Friday, 29.03.2024 | Deutsch | English
Another full house at the Truck Grand Prix

Another full house at the Truck Grand Prix

17. July 2019Nürburgring - The climactic event of the FIA European Truck Racing Championship is upon us. The Truck Grand Prix is much more than a weekend do, unlike like the other rounds, and the Nürburgring has been abuzz with activities related to truck racing from the first day of the week. On Sunday the tents started going up; on Monday the early birds staked their claims to the prime camping spots; by Tuesday evening the paddock was already two thirds full.
The TGP is a mecca for the truck racers and the fans, and one of the biggest, if not the most attractive, industry events of the whole year. The packed programme is impossible to fit into three days, as on a few other circuits, forget two. The schedule kicks off on Thursday with the scrutineering, the VIP and press rides, and the hour of supplementary free practice. Then there’s a Friday filled with qualifying, the first race of the ADAC Mittelrhein Cup, and the opening concerts in the Müllenbachschleife.
Amid the plethora of goings-on, the motorsport remains front and centre.
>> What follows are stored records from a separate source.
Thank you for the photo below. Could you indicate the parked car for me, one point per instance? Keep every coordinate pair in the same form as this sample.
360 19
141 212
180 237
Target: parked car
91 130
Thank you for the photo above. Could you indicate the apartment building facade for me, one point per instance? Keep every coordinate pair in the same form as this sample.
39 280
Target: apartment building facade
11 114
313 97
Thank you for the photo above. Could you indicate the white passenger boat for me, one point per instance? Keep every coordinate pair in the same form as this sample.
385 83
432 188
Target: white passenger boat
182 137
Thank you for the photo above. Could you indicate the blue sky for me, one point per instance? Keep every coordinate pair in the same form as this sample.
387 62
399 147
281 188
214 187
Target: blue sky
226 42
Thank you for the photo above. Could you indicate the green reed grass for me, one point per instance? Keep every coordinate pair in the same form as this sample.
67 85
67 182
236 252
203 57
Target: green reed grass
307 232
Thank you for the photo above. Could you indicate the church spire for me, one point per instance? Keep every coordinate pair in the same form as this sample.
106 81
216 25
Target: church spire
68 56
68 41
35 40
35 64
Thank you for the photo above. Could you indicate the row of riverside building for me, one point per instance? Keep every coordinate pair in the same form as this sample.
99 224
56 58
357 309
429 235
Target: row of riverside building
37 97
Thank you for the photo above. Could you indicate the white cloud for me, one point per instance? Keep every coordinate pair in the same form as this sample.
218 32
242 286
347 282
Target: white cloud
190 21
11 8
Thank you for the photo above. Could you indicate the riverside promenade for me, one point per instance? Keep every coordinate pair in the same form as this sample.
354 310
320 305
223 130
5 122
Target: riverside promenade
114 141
For the first time this year we’ll have all the full-season pilots on one grid; they are going to be joined by nine additional trucks, which means nearly the full capacity of the sprint circuit will be in use – the organisers have barely been able to save themselves from the avalanche of entries, and the paddock is bursting at every seam. Fifteen of the Mittelrhein Cup participants are in the main paddock taking up every corner and every smallest gap; the rest have had to put up in the historical paddock. The races of the Mittelrhein Cup have for many years counted towards the British championship and most of the starters there will, not surprisingly, be Brits.
Seasoned fans of truck racing will be glad to see “Mr Truckracing” Gerd Körber back in action. The thrice-champ may have hung his gloves up at the end of 2017, but truck racing runs in his blood and the call of the TGP was simply too strong to resist. The inveterate trucker from Baden in the southwest of Germany returns in the #27 Schwabentruck Iveco.
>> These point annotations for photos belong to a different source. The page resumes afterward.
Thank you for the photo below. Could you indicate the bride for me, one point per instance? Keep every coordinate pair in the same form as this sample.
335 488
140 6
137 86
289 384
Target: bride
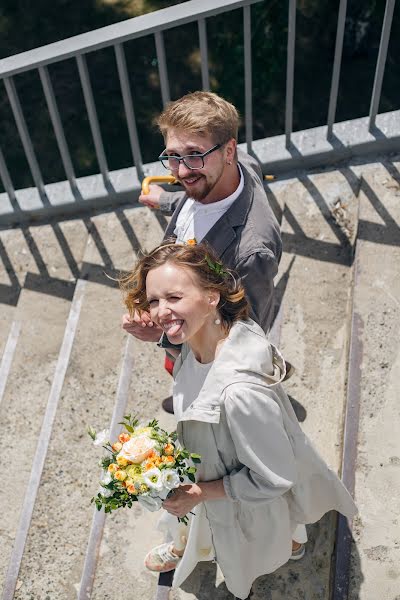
260 480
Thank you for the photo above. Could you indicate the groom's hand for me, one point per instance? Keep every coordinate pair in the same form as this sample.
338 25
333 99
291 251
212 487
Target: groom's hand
141 327
183 500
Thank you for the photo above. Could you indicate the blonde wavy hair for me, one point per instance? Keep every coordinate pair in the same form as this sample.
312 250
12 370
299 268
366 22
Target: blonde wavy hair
210 273
201 113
The TGP has always attracted scores of Dutch fans, and they are going to have a man of their own in the thick of things. Veteran Erwin Kleinnagelvoort, the second generation of an illustrious family of truck racing privateers, drew attention in his day with a string of victories in the Go & Stop competition. If you were there then, you’d never forget legendary track commentator Kalli Hufstadt announcing the much younger Erwin and his somewhat dated “Scannnnia” (with at least four ‘n’s) T-cab as the one outfit in which the driver was younger than the truck!
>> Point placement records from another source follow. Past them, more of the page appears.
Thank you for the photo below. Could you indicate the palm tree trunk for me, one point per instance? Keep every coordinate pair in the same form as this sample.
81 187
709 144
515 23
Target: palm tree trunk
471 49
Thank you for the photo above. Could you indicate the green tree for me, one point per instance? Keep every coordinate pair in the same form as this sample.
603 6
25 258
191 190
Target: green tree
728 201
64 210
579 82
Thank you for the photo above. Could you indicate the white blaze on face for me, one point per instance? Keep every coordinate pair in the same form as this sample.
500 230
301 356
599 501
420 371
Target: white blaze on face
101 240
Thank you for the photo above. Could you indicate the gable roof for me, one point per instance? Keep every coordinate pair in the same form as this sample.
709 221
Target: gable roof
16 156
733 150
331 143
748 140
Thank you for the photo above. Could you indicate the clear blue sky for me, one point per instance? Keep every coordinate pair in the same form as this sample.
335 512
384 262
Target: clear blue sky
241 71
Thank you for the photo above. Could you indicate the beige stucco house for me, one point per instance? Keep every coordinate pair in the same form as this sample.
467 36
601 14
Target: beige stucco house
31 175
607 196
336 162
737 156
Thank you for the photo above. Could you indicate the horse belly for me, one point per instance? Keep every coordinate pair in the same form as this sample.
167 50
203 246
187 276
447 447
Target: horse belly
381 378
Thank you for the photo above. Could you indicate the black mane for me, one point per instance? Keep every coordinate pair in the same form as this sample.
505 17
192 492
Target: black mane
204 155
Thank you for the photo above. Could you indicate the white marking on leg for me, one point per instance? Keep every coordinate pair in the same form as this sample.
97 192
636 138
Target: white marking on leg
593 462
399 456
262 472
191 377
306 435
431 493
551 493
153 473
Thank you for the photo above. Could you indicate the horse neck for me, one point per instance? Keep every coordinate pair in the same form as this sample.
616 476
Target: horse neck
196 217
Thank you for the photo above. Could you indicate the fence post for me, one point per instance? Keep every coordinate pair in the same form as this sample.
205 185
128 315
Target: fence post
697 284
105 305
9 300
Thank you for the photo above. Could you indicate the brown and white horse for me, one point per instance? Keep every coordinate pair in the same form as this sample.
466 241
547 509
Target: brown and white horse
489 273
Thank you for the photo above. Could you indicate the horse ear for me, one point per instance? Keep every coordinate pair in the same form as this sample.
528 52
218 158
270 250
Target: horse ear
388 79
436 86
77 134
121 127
Another youngster will be the cynosure this year – Lukas Hahn, third generation of the Hahn family to get into the sport. The son of five-times champ Jochen and grandson of Konny Hahn makes a relatively modest début in the Mittelrhein Cup, but don’t you think he’ll be piloting a downspecced version of his dad’s championship-winning machine. All the Iveco race trucks in the ETRC currently are Hahn-built, and all at par both technically and in performance.
The weather forecasts are encouragingly good for the characteristically inconstant Eifel. Looks like we’re in for another extraordinary feast of truck racing.